When I'm looking through those old photo albums from the days before digital photos, I still see so many photos of Leif that haven't been scanned, haven't been shared, and each one has memories attached to it, some of them things we probably wouldn't think of without a photo to remind us.
This photo was taken in Kanchanaburi, Thailand, in a boat on the lake that was formed when a Thai family friend was head of a project to put a dam on the river. We were in Thailand in December 1981. Leif was one month shy of his seventh birthday. Ben took us to see several sights in that area, the dam, the lake, the Bridge on the River Kwai, and the Erawan Waterfall to name some of them. We stayed in a government resort on the lake shore which was guarded by officers with impressive-looking guns. The boys were interested in those, but didn't dare to approach the guards and ask about them.
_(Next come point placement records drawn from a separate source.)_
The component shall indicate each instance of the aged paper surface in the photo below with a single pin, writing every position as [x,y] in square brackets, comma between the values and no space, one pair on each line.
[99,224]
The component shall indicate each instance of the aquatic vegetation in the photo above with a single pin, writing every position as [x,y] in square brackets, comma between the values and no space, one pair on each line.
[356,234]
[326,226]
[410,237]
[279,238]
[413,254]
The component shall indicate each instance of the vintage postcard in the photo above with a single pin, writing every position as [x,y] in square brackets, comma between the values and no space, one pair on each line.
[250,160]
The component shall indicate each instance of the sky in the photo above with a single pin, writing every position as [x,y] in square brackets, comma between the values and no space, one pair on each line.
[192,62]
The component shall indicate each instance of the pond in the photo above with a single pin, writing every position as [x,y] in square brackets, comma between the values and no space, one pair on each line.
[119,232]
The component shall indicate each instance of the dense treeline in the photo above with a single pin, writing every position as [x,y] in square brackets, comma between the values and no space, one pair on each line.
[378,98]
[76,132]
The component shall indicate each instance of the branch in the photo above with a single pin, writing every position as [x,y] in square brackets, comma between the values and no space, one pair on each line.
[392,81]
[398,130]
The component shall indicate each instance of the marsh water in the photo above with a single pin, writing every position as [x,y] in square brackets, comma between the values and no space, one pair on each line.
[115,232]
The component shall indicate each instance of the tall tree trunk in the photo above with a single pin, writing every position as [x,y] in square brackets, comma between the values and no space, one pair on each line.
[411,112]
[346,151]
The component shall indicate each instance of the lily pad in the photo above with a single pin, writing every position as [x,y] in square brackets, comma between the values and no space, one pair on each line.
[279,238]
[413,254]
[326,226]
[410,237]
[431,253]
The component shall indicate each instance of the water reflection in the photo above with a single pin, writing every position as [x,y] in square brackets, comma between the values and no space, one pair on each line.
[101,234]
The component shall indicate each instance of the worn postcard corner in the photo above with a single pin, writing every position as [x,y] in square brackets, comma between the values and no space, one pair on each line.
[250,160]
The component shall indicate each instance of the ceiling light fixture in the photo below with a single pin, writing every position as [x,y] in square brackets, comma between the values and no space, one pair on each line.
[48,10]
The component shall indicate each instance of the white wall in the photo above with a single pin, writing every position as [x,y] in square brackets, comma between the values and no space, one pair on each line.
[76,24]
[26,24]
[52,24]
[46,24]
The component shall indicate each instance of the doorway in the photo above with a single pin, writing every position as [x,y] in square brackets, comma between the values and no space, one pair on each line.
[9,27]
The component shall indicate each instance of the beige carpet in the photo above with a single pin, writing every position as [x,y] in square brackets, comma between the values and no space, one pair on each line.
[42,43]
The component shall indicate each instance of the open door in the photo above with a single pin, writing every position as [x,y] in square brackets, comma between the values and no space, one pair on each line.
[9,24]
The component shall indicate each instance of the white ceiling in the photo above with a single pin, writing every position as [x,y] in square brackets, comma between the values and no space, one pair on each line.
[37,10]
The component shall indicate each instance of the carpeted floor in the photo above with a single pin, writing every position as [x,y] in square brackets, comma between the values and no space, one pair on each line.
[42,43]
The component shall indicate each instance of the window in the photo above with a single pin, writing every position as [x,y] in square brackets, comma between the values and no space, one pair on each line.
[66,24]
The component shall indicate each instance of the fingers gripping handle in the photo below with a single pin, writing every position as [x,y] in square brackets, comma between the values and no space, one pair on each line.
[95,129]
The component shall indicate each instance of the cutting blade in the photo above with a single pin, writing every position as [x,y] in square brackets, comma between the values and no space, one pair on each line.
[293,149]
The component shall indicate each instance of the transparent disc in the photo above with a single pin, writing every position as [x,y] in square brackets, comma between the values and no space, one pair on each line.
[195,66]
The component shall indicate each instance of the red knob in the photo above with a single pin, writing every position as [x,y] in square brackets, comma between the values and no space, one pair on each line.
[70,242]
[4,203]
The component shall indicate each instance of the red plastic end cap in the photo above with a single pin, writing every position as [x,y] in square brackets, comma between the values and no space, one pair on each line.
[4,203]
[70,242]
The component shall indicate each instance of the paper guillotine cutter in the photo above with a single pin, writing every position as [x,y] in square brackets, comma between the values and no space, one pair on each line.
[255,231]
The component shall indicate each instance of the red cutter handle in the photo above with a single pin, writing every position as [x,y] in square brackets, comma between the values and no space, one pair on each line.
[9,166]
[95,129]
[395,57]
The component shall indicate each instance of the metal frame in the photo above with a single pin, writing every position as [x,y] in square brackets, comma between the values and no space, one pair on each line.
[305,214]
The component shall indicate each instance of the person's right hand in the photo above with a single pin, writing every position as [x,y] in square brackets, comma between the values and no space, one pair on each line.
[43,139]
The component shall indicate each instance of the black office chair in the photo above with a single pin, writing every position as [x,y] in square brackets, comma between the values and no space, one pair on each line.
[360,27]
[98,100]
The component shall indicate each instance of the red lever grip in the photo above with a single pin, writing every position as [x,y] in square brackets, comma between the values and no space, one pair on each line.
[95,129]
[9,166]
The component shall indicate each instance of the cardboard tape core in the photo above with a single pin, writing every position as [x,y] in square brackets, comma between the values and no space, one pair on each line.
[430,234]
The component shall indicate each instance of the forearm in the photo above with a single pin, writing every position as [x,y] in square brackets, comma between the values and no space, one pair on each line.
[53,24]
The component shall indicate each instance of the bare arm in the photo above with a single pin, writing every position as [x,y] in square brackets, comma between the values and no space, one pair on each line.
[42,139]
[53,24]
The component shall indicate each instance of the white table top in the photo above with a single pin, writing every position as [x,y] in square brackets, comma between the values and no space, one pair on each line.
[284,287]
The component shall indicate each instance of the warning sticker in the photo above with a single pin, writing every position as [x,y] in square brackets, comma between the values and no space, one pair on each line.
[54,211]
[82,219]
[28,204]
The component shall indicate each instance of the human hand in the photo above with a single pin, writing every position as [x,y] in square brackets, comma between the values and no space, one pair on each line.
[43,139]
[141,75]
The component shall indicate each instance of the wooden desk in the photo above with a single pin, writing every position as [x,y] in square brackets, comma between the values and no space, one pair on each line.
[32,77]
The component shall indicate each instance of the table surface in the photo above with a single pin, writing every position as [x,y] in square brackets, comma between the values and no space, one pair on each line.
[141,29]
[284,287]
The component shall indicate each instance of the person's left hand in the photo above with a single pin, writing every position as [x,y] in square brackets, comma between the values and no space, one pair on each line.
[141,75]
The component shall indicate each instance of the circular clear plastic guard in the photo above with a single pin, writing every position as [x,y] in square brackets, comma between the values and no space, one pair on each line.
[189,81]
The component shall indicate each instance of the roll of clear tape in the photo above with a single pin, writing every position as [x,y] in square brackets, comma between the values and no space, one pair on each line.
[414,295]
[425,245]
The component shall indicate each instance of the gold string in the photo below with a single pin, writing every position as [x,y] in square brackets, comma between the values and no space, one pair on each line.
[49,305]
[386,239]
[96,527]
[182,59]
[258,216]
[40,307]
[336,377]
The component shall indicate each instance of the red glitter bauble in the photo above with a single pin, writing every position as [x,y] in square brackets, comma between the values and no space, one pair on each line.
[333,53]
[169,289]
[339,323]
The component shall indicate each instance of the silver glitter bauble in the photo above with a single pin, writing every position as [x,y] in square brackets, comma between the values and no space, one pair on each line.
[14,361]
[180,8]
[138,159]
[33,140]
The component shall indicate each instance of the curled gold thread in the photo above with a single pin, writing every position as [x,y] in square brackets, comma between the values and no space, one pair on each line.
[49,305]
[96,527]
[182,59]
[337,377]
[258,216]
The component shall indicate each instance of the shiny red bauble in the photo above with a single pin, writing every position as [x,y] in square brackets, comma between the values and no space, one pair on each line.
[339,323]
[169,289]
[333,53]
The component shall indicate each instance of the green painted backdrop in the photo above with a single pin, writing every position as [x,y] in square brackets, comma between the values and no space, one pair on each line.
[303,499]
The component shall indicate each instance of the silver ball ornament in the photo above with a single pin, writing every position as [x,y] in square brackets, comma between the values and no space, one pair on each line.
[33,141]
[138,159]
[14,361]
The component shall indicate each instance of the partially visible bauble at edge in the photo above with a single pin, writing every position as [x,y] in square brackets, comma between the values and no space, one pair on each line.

The were also fascinated by the dam and how it worked, and loved the boat trip on the lake. You can see Leif's hair blowing in the wind. He was wearing a life jacket, of course. What surprises me about this particular photo is that he looks a little scared, a little dubious, and to use a term that Peter W. now often uses to describe some of Leif's childhood photos, vulnerable. Yes, he does look vulnerable. Peter W. said yesterday that he thinks because Leif was always so big and physically powerful for his age, and put on such a good front, that we didn't really see how sensitive and vulnerable he was. I agree. I knew that he felt things deeply, had strong emotions, and that he could get hurt feelings, but he concealed so much that I don't think we were really aware of the depth of his emotions except during the more extreme outbursts of frustration or anger. And, I think he, like many men, often burst out with those rather than show hurt or cry as a child.
When we see these photos, Peter W. says Leif looks so huggable. He was, a beautiful, beautiful, huggable child, though he wasn't a cuddly one with most people. He was too active and squirmy for that.
I thought that by the time we were nearly three-and-a-half years past his death, the hole in our lives might feel less deep, but it doesn't.